Explained: The rise of fake productivity at work; how employees are ‘task-masking' to look busy

Time of India15 hours ago
If your calendar looks like a Mumbai local at rush hour and Teams pings like a Diwali bazaar, you're not alone; that bustle may not be real productivity. But it may not be real productivity.
A new workplace habit is spreading: Fake productivity, the theatre of looking busy while sidestepping high-impact work. One recent clue: A Workhuman poll found more than a third of UK employees (36%) admit to 'pretend productivity', driven by pressure to appear constantly active and to protect work–life balance. In parallel, leaders are wrestling with 'productivity paranoia': Microsoft's Work Trend Index reports 85% of managers say hybrid work makes it hard to trust productivity, even as employees themselves report feeling productive—an optics paradox tailor-made for performative busyness.
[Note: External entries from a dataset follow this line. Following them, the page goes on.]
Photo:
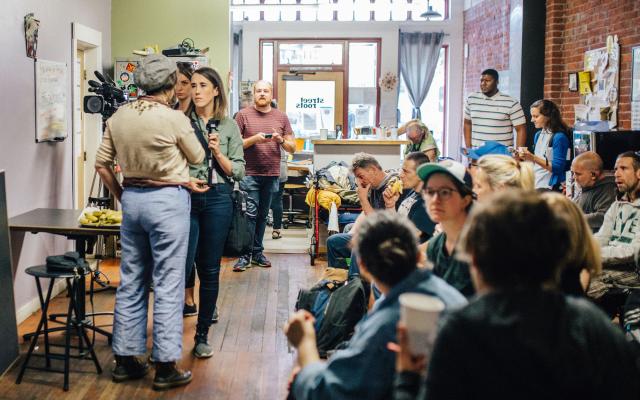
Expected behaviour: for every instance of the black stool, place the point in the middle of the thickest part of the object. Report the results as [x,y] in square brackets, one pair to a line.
[72,324]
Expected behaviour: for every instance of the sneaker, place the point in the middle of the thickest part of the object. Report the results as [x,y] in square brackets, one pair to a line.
[189,310]
[129,368]
[261,261]
[242,264]
[168,375]
[216,317]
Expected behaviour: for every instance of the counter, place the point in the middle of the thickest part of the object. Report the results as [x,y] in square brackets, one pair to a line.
[387,152]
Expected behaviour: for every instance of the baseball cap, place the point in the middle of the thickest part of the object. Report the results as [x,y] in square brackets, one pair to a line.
[452,168]
[153,72]
[489,147]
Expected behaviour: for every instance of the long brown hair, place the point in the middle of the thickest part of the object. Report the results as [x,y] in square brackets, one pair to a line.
[220,101]
[550,110]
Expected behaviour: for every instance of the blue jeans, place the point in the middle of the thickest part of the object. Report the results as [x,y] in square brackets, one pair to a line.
[210,220]
[259,189]
[154,237]
[276,206]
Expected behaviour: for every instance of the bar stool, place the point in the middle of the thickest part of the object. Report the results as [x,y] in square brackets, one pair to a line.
[72,324]
[290,215]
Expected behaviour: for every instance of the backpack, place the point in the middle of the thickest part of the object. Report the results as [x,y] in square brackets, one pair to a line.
[238,241]
[337,308]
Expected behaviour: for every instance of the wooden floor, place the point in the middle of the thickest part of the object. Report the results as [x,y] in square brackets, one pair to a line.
[252,359]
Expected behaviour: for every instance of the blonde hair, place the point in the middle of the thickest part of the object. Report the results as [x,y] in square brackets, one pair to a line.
[583,251]
[504,171]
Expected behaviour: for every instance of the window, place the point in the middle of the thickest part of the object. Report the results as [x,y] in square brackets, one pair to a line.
[363,91]
[267,61]
[335,10]
[432,109]
[311,53]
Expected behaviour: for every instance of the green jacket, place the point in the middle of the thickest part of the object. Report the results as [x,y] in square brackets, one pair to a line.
[230,145]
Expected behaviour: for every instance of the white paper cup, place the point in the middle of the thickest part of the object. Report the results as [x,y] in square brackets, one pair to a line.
[420,314]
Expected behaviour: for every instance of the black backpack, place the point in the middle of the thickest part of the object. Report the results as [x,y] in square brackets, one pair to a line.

The conditions are ideal for what social and workplace commentators now call task-masking—performative micro-tasks (reply-all, calendar clutter, meeting hopscotch) that signal effort without moving outcomes. Media analyses link the behaviour to return-to-office pressures and the surveillance vibe of 'bossware,' which nudge people to show activity over achievement. Meanwhile, collaboration load has ballooned: Microsoft shows people attend roughly three times more Teams meetings than in February 2020, while investigative summaries of Atlassian's
State of Teams
suggest tens of billions of work hours are lost yearly to pings, low-value meetings and duplicated effort.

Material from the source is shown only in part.